On this particular morning, however, I was on holiday and came downstairs rather late. Over a cup of hot chocolate and two rounds of toast and marmalade, a thought suddenly struck me. ‘Why did you want another child after ten years?’ I asked. She stopped whatever it was she was doing and smiled, with a rather guilty look. ‘But we love you just as much darling,’ she answered. Since I had never entertained any doubt that my parents loved me, this answered my question. As I grew older, particularly as I also grew to love history, I found out more about my family. My father had a great-aunt, still alive when I was in my mid-teens, who had campaigned for Gladstone and my mother had been born the day after RMS Titanic set sail. Both my parents had lived through both World Wars. They seemed to me to have their roots in a time far-distant from my own.

During my own life, I have a wavy vertical line in my mind somewhere around the late 70s, early 80s where the world changed completely from the old world of the somewhat grey 50s and explosive 60s, itself looking back to its recovery from World War Two, to one of yuppies and ‘loadsamoney’ as Harry Enfield characterised it. From Thatcher’s Britain through Cool Britannia to just before today, even with the astonishing additional development of the digital age and the internet, we still seemed to be holding on to the umbilical cord that had emerged from the post 70s revolution. The War and the years of national decline had finally been laid to rest, even though we had failed to deal with numerous and consequential deep social and cultural divides. For some, indeed, the new world was as grim as, or grimmer than, the old.

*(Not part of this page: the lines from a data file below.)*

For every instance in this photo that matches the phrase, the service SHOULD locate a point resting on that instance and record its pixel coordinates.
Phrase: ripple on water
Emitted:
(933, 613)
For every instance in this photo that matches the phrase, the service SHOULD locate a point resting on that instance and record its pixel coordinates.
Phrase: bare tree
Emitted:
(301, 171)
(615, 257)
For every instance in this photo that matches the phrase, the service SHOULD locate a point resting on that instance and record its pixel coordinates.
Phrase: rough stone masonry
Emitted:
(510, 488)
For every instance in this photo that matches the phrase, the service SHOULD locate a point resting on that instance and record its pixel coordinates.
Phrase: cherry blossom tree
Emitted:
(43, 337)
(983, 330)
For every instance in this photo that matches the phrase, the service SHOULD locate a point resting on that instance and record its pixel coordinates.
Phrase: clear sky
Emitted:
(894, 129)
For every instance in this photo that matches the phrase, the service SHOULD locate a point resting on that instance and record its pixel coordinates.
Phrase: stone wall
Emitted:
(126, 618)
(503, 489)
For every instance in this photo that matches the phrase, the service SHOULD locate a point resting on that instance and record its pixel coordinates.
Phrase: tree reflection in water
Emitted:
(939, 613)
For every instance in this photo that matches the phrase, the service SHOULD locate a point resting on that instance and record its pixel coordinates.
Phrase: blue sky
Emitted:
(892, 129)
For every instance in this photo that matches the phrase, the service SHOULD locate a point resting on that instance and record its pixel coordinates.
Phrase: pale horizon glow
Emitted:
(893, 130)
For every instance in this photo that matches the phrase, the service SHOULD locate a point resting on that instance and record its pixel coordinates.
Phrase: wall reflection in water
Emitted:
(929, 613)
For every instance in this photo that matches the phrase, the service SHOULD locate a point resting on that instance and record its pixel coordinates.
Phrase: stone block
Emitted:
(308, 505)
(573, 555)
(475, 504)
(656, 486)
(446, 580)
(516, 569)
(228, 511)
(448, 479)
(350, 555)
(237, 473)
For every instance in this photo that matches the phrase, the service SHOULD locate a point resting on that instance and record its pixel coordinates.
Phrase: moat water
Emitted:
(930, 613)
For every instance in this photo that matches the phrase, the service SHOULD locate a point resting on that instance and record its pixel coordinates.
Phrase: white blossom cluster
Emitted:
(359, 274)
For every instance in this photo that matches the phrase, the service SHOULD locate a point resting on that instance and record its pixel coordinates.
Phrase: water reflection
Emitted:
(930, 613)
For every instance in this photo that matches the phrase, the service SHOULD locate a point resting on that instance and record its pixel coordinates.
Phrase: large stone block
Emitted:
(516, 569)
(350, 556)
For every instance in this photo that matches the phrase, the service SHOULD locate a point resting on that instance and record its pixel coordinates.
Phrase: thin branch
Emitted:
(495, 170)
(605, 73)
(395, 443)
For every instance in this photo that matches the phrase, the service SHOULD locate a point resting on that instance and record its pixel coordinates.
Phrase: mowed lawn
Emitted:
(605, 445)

I had previously concluded that it was impossible to recognise these seismic shifts unless a long time had passed; until, that is, now. Coming daily to court for my first lengthy trial since Lockdown One, things have looked ostensibly similar, minus the catering facilities we moaned about at the time but now miss badly. Three or four trials are there alongside ours and a clutch of preliminary hearings happen in the mornings involving a daily input of fresh faces. There we all are in our wigs and gowns and bands but there is a peculiar feeling of being trapped in aspic, waiting… Jake Esslen, who changed from pupil to tenant during the pandemic, came up to me in a socially distanced way in the Bar Mess. ‘Hello survivor,’ he said, cheerily. Pupils and junior tenants nowadays have a refreshing lack of awe. ‘Looks a bit weird in here. Better in a way. Not the usual crowds.’

He echoed a thought I had had only the day before, walking down once-busy roads. A barrister at a table next to mine, whose face seemed vaguely familiar but whose name escaped me, said: ‘I saw an old sci-film recently, when a rogue star called Bellus is on a collision course with the earth…’ ‘When Worlds Collide! 1951,’ interposed an amiable junior and film buff called Stephen Law who was boiling an ancient court kettle. ‘Yes, that’s it. There’s a scene at the end, when the survivors, who have escaped in a spacecraft to a new planet which had come along in tow with Bellus, walk hand-in-hand down the ramp of their spaceship as a beautiful new day dawns, called Day One. It’s a bit like us post-vaccination.’ ‘Hopefully…’ said a listening silk. Stephen Law then shouted ‘Zyra!’. ‘Sorry?’ I questioned, becoming confused. Law looked over: ‘That was the name of the new planet.’